Six Tools to Practice Healthy Boundaries in Real-Time
Creating and maintaining healthy emotional boundaries is a daily practice. Creating boundaries is like a work-out, the more you do it, the easier it gets and the stronger you become.
#1 If It’s Not 100% a Yes, It’s a No
I learned this gem in therapy and it never fails. If any part of me feels funny or experiences trepidation around a decision to be made, it’s a no, at least for the time being. Befriend your inner guru, lean into her inner knowing.
#2 Slow Down
When I rush to make a decision, I am not acting from a place of presence. I am acting from fear founded in the past or the wreckage of the future. My sponsor says that if you don’t know what to do, do nothing.
#3 Find Your Why
What’s your why? Are you putting another person’s needs ahead of your own?
This is not always a sketchy situation, but when our choices to “help” another human are an act of self-betrayal, we are complicit in our own suffering.

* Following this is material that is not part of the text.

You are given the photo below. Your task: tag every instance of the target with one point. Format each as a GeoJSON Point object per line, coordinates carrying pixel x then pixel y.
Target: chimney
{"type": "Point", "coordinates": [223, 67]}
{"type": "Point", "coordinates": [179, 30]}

#4 Respond Instead of React
Are you reacting or responding? Reacting is often hyper-emotional. A thoughtful response comes from a pause, settling into our bodies, and seeking an authentic yes or no.
#5 Know Your Audience
As the resplendent Maya Angelou says, “If a person has shown you who they are, believe them.” It is not unrealistic to expect respect, decency, honesty, and compassion from humanity. But, if a person has shown you their true colors, it is unrealistic to expect it from them. Trust yourself and learn from your lived experience.
#6 Identify What Is (or Isn’t) Yours
That’s not mine. Is this yours to take on? Many women I know are stuck in a cycle that makes them responsible for other peoples healing and work. We fall into pseudo roles of mothering adult humans. We want to make it better for them. We want to show them a better way to live. If they would only listen or do X, Y, Z, their lives would be so much happier, healthier and whole. We exhaust ourselves trying to do the impossible—change other people. When I got sober, a woman in a meeting shared a story. Her entire life she felt like she was walking around carrying a backpack full of bricks. A friend in the program suggested she take off the backpack and set it down. When she did she discovered the bricks were not hers to carry, she didn’t even own the backpack. It’s simple; it’s not easy.
Why Boundaries Matter
Boundaries matter because when we have healthy boundaries we are more sure of who we are. We are more energized. We no longer spread ourselves thin on people, places, and things that are not our responsibility. We are more compassionate and connected. We see and feel the struggles of others because we have been there. We empathize but do not own their process.
We know our power, we feel it every time we make a decision in real-time that does not self betray.
The patriarchy and powers that be want us to feel small. They want us to believe we are powerless. The dogmatic systems of corruption of the current administration hope we forget our power and remember our place, as the good girls, the compliant ones, the pretty pieces in the background, seen and not heard. I do not know the fate of my country. But, I do know that when I stand in my authentic self, I am strong and ready for whatever challenges lie ahead. I know that I matter, my voice matters, and my presence matters.